Его слова били больнее любых кулаков.
И всё же я не отвёл взгляда.
— Я делал всё, что ты велел, — холодно произнёс я. — Всё. И тебе всё равно этого никогда не было достаточно.
— И никогда не будет достаточно! — прорычал он.
Его ладонь с оглушительным хлопком ударила меня по щеке, и даже факелы словно притихли. Голова дёрнулась в сторону, перед глазами вспыхнули звёзды.
Он отступил на шаг, медленно обходя меня кругом, словно шакал, кружащий вокруг раненого оленя. В уголке его рта всё ещё темнела кровь — след моего удара. А затем он снова бросился на меня.

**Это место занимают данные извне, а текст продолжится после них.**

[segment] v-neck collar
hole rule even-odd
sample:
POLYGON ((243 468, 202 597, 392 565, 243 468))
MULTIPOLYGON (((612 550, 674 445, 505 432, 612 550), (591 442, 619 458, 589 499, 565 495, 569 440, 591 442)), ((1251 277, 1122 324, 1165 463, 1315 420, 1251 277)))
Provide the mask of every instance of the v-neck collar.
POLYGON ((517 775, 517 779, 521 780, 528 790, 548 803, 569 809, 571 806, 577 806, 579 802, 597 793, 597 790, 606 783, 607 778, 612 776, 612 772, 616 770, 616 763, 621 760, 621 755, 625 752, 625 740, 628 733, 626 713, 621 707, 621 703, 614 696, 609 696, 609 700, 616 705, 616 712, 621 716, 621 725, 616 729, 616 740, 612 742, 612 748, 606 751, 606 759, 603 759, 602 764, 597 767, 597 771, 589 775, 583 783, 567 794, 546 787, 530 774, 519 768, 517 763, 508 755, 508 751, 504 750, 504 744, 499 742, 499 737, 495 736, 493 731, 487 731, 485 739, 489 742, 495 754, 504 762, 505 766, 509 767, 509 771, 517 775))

Следующий удар врезался мне в рёбра, словно раскалывая их. Воздух взрывом вырвался из лёгких. Я пошатнулся, и весь мир сузился до огня и железа. Один точный удар следовал за другим — каждый был уроком, отточенным десятилетиями войны. Я пытался защищаться, пытался отвечать, но он был быстрее. Сильнее. Он не дрался, чтобы преподать мне урок.
Он дрался, чтобы, блядь, уничтожить меня.
Мои колени подогнулись раньше, чем моя воля. Я рухнул на обсидиановый пол, упёршись ладонями в камень. Кровь обжигала губу, стекая на отполированную поверхность. Каждый вдох был рваным и неглубоким, а боль медленно расползалась по рёбрам и позвоночнику, словно тлеющие угли.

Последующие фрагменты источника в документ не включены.